I am not seeing any reported errors and the application eventually performs the task requested but it runs very slow. The Linux server is Ubuntu 14.04 LTS (Virtual Machine), 4Gb RAM, 2 Cores. The server (VM) is local to me (not hosted). The app is built as a 64-bit app.

This is with just 2 of us accessing the app. One was just logged in not doing anything. The other entering data. The UPTIME shows an elevated CPU load.

22:26:59 up  1:05,  1 user,  load average: 7.86, 6.07, 3.04

Is there some required configuration I am missing?

Are you sure it’s the web app and not some other program causing this?

Instead of uptime try top to see which processes are causing load.

It seems the 2 Xojo CGI applications I have running on the web server are equally responsible for the high CPU utilization. No errors are reported for either application. TOP is reporting that each app has consumed over 4 hrs of CPU whereas all others are less than 1 hour.

Ok, so the next question… Does an empty web app built with the same parameters consume cpu like that?

If not, do you have any tight loops or threads that don’t yield?

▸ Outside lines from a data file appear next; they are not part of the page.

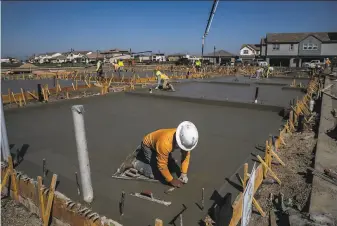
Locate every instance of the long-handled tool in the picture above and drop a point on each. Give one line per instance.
(149, 196)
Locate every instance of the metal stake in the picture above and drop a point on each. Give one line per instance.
(44, 168)
(121, 204)
(77, 184)
(202, 198)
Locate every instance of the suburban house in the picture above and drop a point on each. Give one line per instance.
(116, 54)
(58, 59)
(93, 57)
(293, 49)
(76, 56)
(250, 51)
(9, 60)
(220, 57)
(142, 57)
(44, 57)
(175, 57)
(158, 57)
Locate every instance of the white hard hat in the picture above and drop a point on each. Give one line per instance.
(187, 136)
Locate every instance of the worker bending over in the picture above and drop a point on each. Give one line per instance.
(157, 147)
(198, 65)
(99, 70)
(163, 81)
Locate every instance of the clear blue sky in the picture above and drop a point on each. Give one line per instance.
(165, 26)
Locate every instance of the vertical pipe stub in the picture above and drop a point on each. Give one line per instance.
(256, 94)
(82, 153)
(4, 139)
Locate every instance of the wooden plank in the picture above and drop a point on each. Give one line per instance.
(268, 169)
(46, 215)
(158, 222)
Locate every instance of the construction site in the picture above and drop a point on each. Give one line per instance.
(265, 152)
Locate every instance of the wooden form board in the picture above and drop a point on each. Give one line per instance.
(265, 166)
(63, 208)
(237, 205)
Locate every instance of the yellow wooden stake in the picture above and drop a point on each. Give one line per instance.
(10, 173)
(14, 98)
(245, 175)
(23, 96)
(50, 200)
(159, 222)
(268, 169)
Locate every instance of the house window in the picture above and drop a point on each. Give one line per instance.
(276, 46)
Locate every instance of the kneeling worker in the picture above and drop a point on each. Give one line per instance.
(163, 82)
(156, 149)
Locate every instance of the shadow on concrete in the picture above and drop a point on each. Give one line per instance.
(235, 185)
(19, 154)
(175, 219)
(332, 133)
(221, 211)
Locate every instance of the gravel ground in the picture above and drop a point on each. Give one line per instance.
(13, 214)
(298, 154)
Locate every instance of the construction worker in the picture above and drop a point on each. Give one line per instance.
(154, 157)
(327, 63)
(198, 65)
(121, 65)
(163, 81)
(99, 69)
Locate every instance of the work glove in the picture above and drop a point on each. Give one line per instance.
(183, 178)
(176, 183)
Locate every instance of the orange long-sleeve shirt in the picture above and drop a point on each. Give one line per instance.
(162, 142)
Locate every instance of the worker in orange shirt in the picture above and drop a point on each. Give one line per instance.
(156, 149)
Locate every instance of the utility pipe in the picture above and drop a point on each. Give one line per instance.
(82, 153)
(4, 139)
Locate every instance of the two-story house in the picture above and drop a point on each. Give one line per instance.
(250, 51)
(76, 56)
(293, 49)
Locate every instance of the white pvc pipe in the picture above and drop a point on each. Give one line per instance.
(82, 153)
(4, 139)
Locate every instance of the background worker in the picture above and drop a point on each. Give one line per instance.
(99, 69)
(120, 67)
(198, 65)
(163, 81)
(156, 148)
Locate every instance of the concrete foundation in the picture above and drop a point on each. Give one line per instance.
(117, 123)
(115, 126)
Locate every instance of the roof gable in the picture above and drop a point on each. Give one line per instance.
(297, 37)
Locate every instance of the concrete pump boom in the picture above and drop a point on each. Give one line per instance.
(209, 22)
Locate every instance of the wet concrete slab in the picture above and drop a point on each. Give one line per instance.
(115, 126)
(29, 85)
(268, 95)
(273, 80)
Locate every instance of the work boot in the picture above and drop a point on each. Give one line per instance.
(129, 163)
(172, 88)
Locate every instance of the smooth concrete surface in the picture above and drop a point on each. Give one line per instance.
(115, 126)
(268, 95)
(324, 194)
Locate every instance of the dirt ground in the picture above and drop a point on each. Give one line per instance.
(13, 214)
(298, 154)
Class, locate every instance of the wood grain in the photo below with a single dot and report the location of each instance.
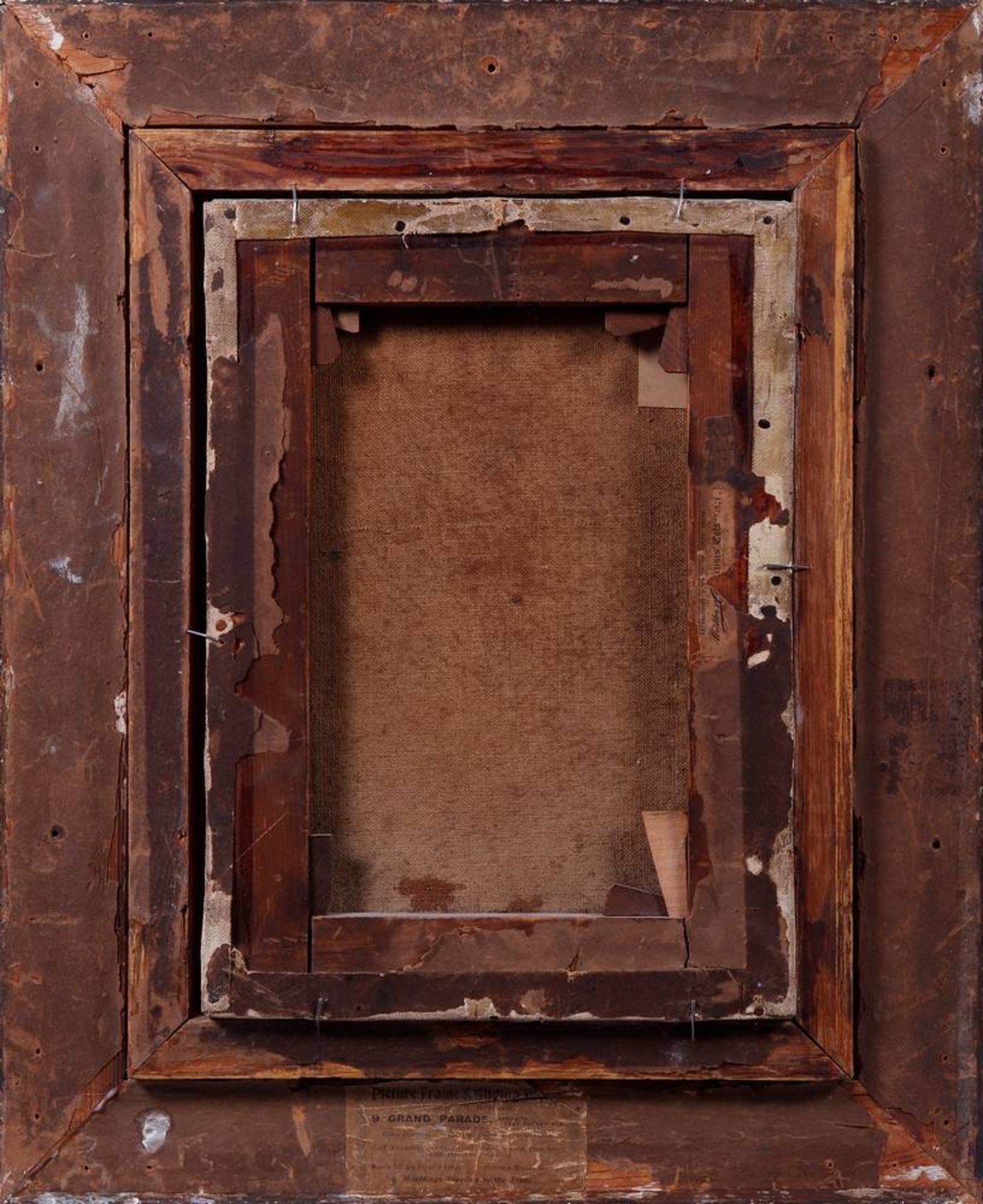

I built the app as standalone 64-bit OS X and am running it on my iMAC. I spent 2-3 hours working in the application with no speed or latency issues. I now have 6 users on my LAN trying (keyword “trying”) to login and use the application. The app is now on its knees begging for mercy. If I restart the app and only allow 1 person to access the site, it works fine. I am not receiving anything on StdErr, nothing in the system log, and nothing in my internal logging to file.

Greg, to answer your questions…I haven’t build an empty web app yet (will try to get to it today) and no, I don’t have any tight loops and I don’t use threads.

Solved it! Since you have to use a WebTimer to allow enough time for the ProgressWheel to be made visible, I had put my Select Case statements in the WebTimer.Action event. I did a test or two with moving all code except 2 lines from the Action event. I didn’t see the CPU spike. I then did the same to a few key timers in my project. I experienced the same results. I have now moved all code from all timer.action events to an independent method. My app runs much more efficiently.